As Cohen observes in recollecting the happy warrior Ronald Reagan, “The spirit of a president who celebrated America as a city on a hill that was generous abroad, welcoming to newcomers, and self confident at home, has been replaced by the sour meanness of a party chiefly of men, who build walls to keep the world out, erect tariffs to destroy free trade, despise the alliances that keep Americans secure, and sanction the deliberate plucking of babes from their mothers’ breasts in order to teach illegal immigrants a painful lesson. In such a world, decorum and courtesy are irrelevant.”
The temperament that Cohen and I define as conservative has nearly vanished on the right — or will when another tranche of Republicans retire or lose this year. The Republicans who remain will be angrier, loopier and more belligerent than we see even now. (Think about the Republican Judiciary Committee without Sen. Jeff Flake of Arizona.)

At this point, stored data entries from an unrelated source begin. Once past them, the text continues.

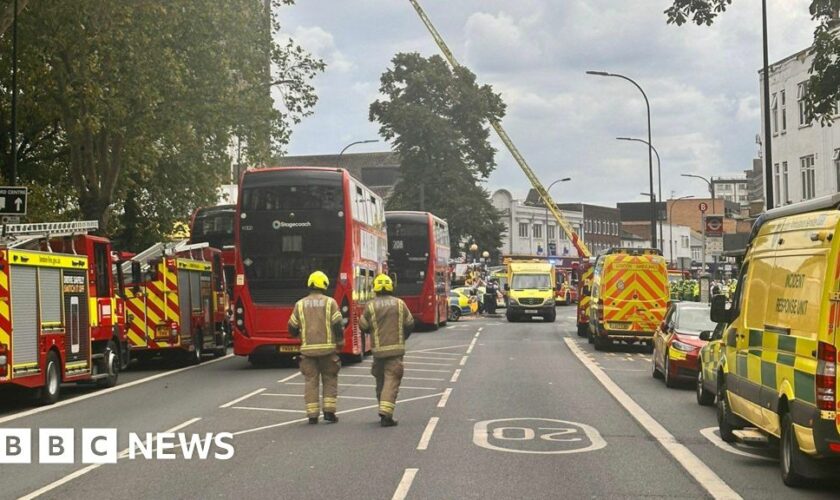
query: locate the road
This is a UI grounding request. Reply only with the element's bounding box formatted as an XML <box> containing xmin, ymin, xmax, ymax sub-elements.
<box><xmin>2</xmin><ymin>312</ymin><xmax>838</xmax><ymax>499</ymax></box>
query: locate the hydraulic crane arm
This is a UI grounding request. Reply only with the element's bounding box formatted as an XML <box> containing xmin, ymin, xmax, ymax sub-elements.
<box><xmin>407</xmin><ymin>0</ymin><xmax>591</xmax><ymax>259</ymax></box>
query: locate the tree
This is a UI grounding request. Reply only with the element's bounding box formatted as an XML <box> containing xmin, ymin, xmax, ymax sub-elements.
<box><xmin>370</xmin><ymin>53</ymin><xmax>507</xmax><ymax>255</ymax></box>
<box><xmin>665</xmin><ymin>0</ymin><xmax>840</xmax><ymax>124</ymax></box>
<box><xmin>0</xmin><ymin>0</ymin><xmax>323</xmax><ymax>249</ymax></box>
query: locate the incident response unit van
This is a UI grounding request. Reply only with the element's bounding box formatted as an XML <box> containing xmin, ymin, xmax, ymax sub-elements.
<box><xmin>505</xmin><ymin>261</ymin><xmax>556</xmax><ymax>322</ymax></box>
<box><xmin>589</xmin><ymin>248</ymin><xmax>669</xmax><ymax>351</ymax></box>
<box><xmin>710</xmin><ymin>194</ymin><xmax>840</xmax><ymax>486</ymax></box>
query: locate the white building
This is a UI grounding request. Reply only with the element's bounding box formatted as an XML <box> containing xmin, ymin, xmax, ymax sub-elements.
<box><xmin>621</xmin><ymin>223</ymin><xmax>693</xmax><ymax>265</ymax></box>
<box><xmin>711</xmin><ymin>177</ymin><xmax>750</xmax><ymax>207</ymax></box>
<box><xmin>762</xmin><ymin>42</ymin><xmax>840</xmax><ymax>206</ymax></box>
<box><xmin>491</xmin><ymin>189</ymin><xmax>584</xmax><ymax>257</ymax></box>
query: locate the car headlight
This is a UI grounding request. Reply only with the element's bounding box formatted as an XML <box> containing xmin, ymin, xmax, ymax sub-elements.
<box><xmin>671</xmin><ymin>340</ymin><xmax>695</xmax><ymax>352</ymax></box>
<box><xmin>545</xmin><ymin>298</ymin><xmax>555</xmax><ymax>306</ymax></box>
<box><xmin>509</xmin><ymin>297</ymin><xmax>519</xmax><ymax>305</ymax></box>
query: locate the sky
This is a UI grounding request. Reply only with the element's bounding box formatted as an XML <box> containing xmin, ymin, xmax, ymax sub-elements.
<box><xmin>272</xmin><ymin>0</ymin><xmax>816</xmax><ymax>206</ymax></box>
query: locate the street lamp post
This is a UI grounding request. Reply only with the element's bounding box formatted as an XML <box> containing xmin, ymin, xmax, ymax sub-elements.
<box><xmin>11</xmin><ymin>0</ymin><xmax>19</xmax><ymax>185</ymax></box>
<box><xmin>544</xmin><ymin>177</ymin><xmax>571</xmax><ymax>256</ymax></box>
<box><xmin>762</xmin><ymin>0</ymin><xmax>774</xmax><ymax>210</ymax></box>
<box><xmin>587</xmin><ymin>71</ymin><xmax>656</xmax><ymax>249</ymax></box>
<box><xmin>337</xmin><ymin>139</ymin><xmax>379</xmax><ymax>168</ymax></box>
<box><xmin>668</xmin><ymin>195</ymin><xmax>694</xmax><ymax>267</ymax></box>
<box><xmin>617</xmin><ymin>137</ymin><xmax>662</xmax><ymax>251</ymax></box>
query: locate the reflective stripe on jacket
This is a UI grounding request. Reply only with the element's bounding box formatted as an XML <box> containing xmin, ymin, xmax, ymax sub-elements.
<box><xmin>359</xmin><ymin>295</ymin><xmax>413</xmax><ymax>358</ymax></box>
<box><xmin>288</xmin><ymin>292</ymin><xmax>343</xmax><ymax>356</ymax></box>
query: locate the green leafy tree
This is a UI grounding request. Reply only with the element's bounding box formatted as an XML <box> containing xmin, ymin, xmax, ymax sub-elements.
<box><xmin>665</xmin><ymin>0</ymin><xmax>840</xmax><ymax>124</ymax></box>
<box><xmin>370</xmin><ymin>53</ymin><xmax>507</xmax><ymax>256</ymax></box>
<box><xmin>0</xmin><ymin>0</ymin><xmax>323</xmax><ymax>249</ymax></box>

Cohen is doubtful, as am I, that the GOP can recover. “It is impossible at this moment to envisage the Republican Party coming back,” he writes, “Like a brontosaurus with some brain-eating disorder it might lumber forward in the direction dictated by its past, favoring deregulation of businesses here and standing up to a rising China there, but there will be no higher mental functioning at work.” He concludes that the GOP “will plod into a future in which it is detested in a general way by women, African Americans, recent immigrants, and the educated young as well as progressives pure and simple.”

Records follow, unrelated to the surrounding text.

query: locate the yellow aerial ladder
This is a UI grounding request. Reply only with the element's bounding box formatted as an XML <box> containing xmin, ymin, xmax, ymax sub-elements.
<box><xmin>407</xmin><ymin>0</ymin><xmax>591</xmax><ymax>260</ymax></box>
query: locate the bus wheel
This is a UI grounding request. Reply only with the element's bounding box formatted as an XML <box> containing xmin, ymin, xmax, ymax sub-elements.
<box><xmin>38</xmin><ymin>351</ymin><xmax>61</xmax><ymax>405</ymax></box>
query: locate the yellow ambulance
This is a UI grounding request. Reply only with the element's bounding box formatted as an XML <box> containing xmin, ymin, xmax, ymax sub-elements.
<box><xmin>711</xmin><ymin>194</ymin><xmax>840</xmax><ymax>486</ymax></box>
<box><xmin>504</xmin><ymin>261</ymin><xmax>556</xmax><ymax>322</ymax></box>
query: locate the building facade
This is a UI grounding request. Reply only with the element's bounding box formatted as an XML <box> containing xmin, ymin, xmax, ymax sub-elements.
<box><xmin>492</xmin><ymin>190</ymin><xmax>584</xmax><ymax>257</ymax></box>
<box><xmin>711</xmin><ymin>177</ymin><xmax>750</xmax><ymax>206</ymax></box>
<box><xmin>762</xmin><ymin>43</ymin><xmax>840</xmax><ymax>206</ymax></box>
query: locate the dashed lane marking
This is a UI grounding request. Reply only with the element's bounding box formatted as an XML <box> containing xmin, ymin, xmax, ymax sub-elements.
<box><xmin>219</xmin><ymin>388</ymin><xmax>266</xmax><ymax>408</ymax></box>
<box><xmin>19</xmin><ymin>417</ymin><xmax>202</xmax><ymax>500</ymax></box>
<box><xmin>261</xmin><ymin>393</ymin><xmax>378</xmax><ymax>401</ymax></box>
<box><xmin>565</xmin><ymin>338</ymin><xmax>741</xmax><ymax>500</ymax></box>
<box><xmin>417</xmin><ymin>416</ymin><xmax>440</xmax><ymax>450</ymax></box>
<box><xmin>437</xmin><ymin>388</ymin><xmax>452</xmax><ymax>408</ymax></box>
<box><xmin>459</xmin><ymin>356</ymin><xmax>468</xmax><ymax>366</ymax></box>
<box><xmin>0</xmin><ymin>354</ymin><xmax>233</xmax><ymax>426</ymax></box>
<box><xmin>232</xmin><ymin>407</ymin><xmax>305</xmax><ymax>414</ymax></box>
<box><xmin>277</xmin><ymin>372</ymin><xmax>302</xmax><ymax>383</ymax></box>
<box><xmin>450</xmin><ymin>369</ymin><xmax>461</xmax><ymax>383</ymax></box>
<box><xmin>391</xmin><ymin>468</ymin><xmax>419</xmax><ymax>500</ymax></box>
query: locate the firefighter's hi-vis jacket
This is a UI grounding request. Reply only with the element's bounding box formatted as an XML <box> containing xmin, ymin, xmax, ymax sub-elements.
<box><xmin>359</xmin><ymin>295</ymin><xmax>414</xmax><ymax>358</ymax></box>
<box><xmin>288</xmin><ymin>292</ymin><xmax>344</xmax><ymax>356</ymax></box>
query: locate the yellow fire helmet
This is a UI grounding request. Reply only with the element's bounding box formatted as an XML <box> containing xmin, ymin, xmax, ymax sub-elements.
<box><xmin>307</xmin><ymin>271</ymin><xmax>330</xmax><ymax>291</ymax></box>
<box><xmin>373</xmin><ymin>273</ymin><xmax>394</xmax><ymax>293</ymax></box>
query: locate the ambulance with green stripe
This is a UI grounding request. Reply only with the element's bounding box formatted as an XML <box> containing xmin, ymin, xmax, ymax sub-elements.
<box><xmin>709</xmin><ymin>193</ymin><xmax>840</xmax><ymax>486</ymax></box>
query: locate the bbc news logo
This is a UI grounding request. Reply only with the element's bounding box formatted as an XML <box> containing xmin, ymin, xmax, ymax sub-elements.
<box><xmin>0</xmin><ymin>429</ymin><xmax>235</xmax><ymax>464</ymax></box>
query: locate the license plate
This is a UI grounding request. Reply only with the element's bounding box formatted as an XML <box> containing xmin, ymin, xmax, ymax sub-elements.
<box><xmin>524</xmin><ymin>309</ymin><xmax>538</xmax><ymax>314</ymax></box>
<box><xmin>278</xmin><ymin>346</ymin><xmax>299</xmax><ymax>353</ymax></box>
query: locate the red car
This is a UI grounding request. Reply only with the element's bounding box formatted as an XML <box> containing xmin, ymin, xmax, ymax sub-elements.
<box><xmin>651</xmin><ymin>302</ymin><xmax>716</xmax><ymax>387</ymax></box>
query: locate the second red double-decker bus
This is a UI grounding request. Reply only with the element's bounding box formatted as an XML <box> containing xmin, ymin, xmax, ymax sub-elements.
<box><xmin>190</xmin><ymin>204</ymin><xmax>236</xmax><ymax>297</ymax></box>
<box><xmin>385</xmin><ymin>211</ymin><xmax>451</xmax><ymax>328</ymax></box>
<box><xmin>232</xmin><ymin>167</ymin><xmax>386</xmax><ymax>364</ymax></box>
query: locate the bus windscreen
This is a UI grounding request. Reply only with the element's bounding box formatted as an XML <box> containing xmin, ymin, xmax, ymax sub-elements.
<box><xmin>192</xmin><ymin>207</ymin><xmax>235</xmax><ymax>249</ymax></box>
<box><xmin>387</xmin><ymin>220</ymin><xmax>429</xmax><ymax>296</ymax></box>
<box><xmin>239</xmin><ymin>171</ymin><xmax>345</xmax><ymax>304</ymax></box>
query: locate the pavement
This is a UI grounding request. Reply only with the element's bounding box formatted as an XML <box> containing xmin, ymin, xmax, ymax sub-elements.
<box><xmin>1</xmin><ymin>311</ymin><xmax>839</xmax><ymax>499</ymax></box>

Are we then destined to see a face-off between left- and right-wing populism, both angry, disrespectful, irrational and prone to conspiracy theories? We will all have to permanently turn down the volume on our TVs if Sen. Bernie Sanders (I-Vt.) and President Trump are the Democratic and Republican presidential nominees, respectively.
Well, we saw a few expressions of a first-class temperament (let’s call it “first-class temperament” rather than “conservative temperament,” which ironically now means “unhinged”). Flake was willing to learn something from his experiences (female friends sharing their experiences, two activists confronting him in a Capitol elevator, his observation of Christine Blasey Ford) — a sign of personal humility — and forge a pact with other senators. Humility, comity and empathy: Those are the signs of a first-class temperament.

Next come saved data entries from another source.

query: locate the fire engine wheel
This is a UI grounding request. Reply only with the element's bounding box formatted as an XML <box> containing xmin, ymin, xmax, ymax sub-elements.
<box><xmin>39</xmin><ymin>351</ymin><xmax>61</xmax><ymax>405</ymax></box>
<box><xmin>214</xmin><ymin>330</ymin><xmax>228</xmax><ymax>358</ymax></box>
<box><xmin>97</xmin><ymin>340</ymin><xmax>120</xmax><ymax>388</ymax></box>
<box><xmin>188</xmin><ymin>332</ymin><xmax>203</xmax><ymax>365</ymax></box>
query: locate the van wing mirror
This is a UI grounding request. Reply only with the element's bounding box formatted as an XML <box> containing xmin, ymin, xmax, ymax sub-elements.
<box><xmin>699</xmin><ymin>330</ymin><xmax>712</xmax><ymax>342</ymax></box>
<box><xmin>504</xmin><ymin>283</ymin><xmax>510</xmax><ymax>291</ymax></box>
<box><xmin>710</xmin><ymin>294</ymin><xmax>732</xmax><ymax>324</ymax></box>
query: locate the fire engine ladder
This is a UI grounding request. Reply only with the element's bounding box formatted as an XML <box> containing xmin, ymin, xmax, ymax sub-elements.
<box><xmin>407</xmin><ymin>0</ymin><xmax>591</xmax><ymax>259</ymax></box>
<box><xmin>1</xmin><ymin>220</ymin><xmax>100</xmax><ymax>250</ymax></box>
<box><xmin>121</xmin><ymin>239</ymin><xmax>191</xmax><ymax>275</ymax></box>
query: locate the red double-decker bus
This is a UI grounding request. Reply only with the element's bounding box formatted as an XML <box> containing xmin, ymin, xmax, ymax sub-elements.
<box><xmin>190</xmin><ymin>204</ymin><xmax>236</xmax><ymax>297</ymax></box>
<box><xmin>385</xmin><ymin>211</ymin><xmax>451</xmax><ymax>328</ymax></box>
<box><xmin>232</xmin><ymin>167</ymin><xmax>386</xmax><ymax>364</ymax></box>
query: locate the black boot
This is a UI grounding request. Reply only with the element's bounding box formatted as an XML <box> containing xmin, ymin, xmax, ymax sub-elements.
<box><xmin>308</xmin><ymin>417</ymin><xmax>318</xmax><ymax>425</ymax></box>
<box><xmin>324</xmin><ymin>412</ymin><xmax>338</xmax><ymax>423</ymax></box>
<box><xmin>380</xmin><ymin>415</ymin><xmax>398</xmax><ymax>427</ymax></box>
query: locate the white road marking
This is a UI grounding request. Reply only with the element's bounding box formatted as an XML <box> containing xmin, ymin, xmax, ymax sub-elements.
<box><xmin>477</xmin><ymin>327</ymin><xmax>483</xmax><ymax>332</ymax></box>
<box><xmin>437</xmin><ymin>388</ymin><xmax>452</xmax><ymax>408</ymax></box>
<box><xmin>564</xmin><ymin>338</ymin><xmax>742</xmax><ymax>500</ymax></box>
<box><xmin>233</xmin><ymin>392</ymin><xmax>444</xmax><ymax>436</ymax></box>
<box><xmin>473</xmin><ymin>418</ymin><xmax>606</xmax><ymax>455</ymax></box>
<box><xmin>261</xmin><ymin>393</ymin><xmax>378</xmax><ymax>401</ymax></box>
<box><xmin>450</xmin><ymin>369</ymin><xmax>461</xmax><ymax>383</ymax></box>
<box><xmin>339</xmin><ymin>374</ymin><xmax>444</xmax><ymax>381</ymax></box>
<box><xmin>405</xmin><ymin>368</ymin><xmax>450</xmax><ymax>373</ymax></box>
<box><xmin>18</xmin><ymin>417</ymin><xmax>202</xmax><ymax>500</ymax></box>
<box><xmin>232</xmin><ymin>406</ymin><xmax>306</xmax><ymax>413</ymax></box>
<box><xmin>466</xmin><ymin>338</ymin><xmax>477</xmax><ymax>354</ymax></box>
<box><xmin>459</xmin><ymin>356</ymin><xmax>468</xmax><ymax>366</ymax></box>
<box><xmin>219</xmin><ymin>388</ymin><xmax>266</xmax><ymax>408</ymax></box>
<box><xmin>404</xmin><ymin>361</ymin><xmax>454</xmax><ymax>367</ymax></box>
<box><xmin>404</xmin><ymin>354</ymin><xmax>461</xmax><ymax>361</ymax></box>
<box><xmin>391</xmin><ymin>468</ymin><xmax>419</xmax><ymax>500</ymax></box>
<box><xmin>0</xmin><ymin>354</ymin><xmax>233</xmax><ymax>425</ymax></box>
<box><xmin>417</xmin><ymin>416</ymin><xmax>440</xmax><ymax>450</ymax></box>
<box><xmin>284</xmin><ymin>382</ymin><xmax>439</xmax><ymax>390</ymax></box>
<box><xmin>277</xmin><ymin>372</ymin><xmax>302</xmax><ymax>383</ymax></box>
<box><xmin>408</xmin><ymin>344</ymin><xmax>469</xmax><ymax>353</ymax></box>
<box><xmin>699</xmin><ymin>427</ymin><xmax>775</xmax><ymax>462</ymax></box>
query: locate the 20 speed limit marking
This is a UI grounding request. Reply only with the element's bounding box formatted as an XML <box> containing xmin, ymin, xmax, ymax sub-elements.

We saw superior temperament in a somewhat different manifestation when Sen. Christopher A. Coons (D-Del.) spoke to the committee on Friday, methodically laying out the facts. He showed no anger toward colleagues. It is easy to see why his words moved Flake to go forward with a deal:
Reliance on facts, composure and no assumption of ill will evidence the sort of temperament we should be looking for in elected officials.
Only a few others in public life consistently manage to exhibit grace, rationality and good humor under pressure — Sen. Amy Klobuchar (D-Minn.), calmly persisting with her questions after Kavanaugh’s mean-spirited attack (asked if he had any alcohol-induced blackouts, he spat back, “Have you?”); Rep. Beto O’Rourke (D-Tex.) saying genuinely nice things about his opponent — twice (!); popular blue-state Republican governors who reject the herd-mentality; the congenial and dignified former Tennessee governor Phil Bredesen, the Democratic Senate nominee from Tennessee; and Defense Secretary Jim Mattis, calm and precise in speech, refusing to bootlick as his fellow Cabinet members do.
Perhaps instead of ideology or even experience, candidates for spots in any branch of government, at any level, should be assessed on temperament. Without cooler heads in elected and appointed offices, our descent into rage, extremism and meanness will continue. Government by screeching bullies is not a political system any of us should desire.